Hand-to-face activity. In addition to verbal deceptive indicators, there are a number of non-verbal indicators to watch for. Non-verbally, during Armstrong’s responses to several of the questions, the cluster of deceptive behaviors included touching his face. This is something people do when the question triggers a spike in anxiety. What happens is the fight-or-flight response kicks in — the body reroutes circulation from blood-rich regions of the body, notably the head region, to the vital organs and major muscle groups to prepare the body to respond to a perceived threat. This irritates the capillaries in those regions, like the face and ears, and the person will touch those areas without thinking about it.
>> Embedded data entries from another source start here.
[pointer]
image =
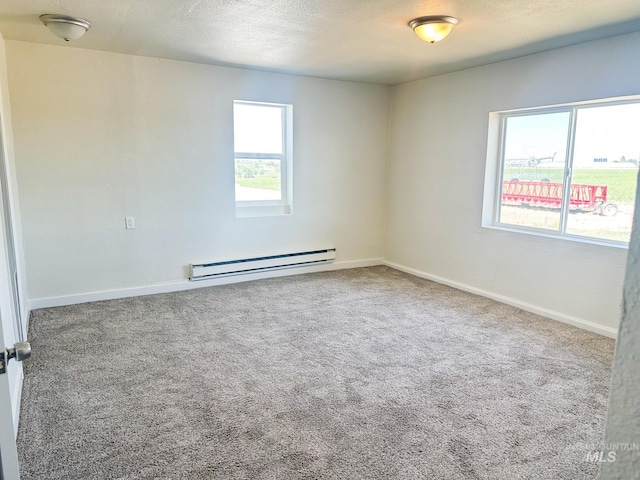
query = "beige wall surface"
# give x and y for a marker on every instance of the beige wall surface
(100, 136)
(436, 181)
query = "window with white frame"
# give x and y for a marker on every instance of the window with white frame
(567, 170)
(262, 157)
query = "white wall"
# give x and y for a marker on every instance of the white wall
(436, 180)
(100, 136)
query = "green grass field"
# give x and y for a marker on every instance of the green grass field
(621, 183)
(269, 182)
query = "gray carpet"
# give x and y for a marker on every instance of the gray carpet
(358, 374)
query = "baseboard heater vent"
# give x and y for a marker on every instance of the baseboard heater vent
(203, 271)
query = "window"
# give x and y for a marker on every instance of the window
(262, 155)
(568, 171)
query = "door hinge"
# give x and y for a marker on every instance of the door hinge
(20, 351)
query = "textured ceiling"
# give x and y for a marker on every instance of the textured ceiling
(358, 40)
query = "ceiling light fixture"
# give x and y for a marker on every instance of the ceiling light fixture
(434, 28)
(65, 27)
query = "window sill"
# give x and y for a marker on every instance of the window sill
(570, 238)
(250, 211)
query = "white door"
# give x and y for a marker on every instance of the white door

Keep in mind that all of these behaviors are only meaningful when they’re exhibited in direct, timely response to a question (that way you’re able to identify the stimulus of the behavior), and when they appear in clusters of two or more (an isolated behavior doesn’t pass the reliability test). Also, ignore any “global” behaviors like posture and general nervous tension, since you have no way of knowing what’s causing those behaviors. Think of it as taking the guesswork out of the equation.
So let’s say the next time you’re meeting with your vendor rep about your ERP rollout, you ask him whether there are any unforeseen glitches. “I’m glad you asked that,” he says. “We’ve got a great reputation for avoiding unforeseen glitches.” Sounds good, right? Well, he’s just given you a non-answer statement and a convincing statement, and that’s a cluster of deceptive behaviors. You don’t know for certain that there’s a problem, but you do know you have some work to do to find out.